I recently read that Pope Francis uses mercy as a verb rather than a noun. He sees mercy as a verb describing how God ACTS in our lives. Just as we learn to walk, we must learn to “mercy.”
There are so many images but none starker than washing our feet and telling us to “Do this in memory of me!”
An article made me think further.
Two parables about how God ACTS
A deeper dimension of the story of the Good Samaritan
Is the story just about who is my neighbor?
An allegorical interpretation is that the man who lies on the road is Adam, wounded (by sin), suffering outside the gates of Eden. The priest and the Levite (the law and the prophets) are unable to do anything for Adam.
Along comes the Good Samaritan (Christ), a foreigner, one not from here, who tends to Adam’s wounds, takes him to the inn (the Church), gives a down payment of two denarii, (the two commandments of love), leaves him in the inn (the Church) and promises to return for him (the second coming, when he will pay in full for the redemption and take him with him into his kingdom).
In this perspective
The parable is first and foremost not a story about how we should treat others, but rather the story of what Christ has done for us. … It is a retelling of the entire Gospel. The parable is an allegorical account of salvation history.
A lot to unpack!
Revisiting the story of the last judgment. (Mt 25)

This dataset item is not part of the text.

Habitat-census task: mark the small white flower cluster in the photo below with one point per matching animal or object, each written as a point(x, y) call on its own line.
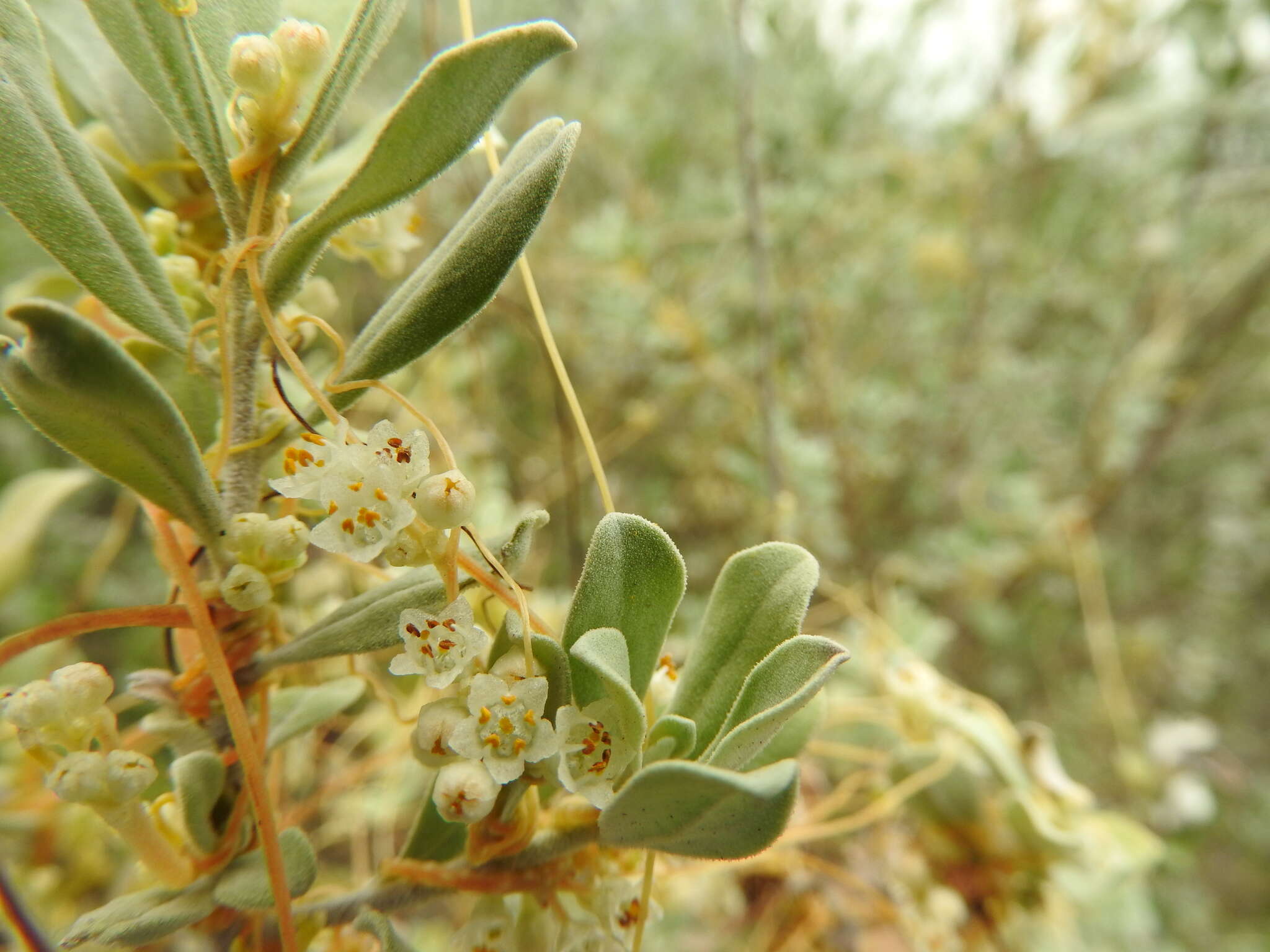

“This parable is striking in that everyone is surprised by the judgment.
The sheep never realized that in feeding the hungry, they were feeding the king; unfortunately, the goats never realized that by not visiting the sick, they were not visiting the Lord.
… we will be judged by whether we practiced mercy and we will not be excused if we did not know to practice it.
Thus, like Matthew’s goats, the rich man in Luke 6 learns this ‘moral’ in Hades; he never showed mercy to poor Lazarus begging at his gate.
The practice of mercy is the measure of our judgment.
No wonder Pope Francis writes “There is no Christianity without mercy. If all our Christianity does not lead us to mercy, we are on the wrong path”
We learn to act with mercy from our experience of God “mercying” us.
“Confession is the Sacrament of resurrection, pure mercy.”
Forgiveness in the Holy Spirit is the Easter gift that enables our interior resurrection (walking again!)
Let us ask for the grace to accept that gift, to embrace the Sacrament of forgiveness. And to understand that Confession is not about ourselves and our sins, but about God and God’s mercy. Let us not confess to abase ourselves, but to be raised up.
We, all of us, need this badly. Like little children who, whenever they fall, need to be picked up by their fathers, we need this. … The hand of our Father is ready to set us on our feet again and to make us keep walking.
That sure and trustworthy hand is Confession. Confession is the sacrament that lifts us up; it does not leave us on the ground
The peace of Jesus awakens mission! Another word for “paying it (mercy) forward.”
“Do you want proof that God has touched your life? See if you can stoop to bind the wounds of others.”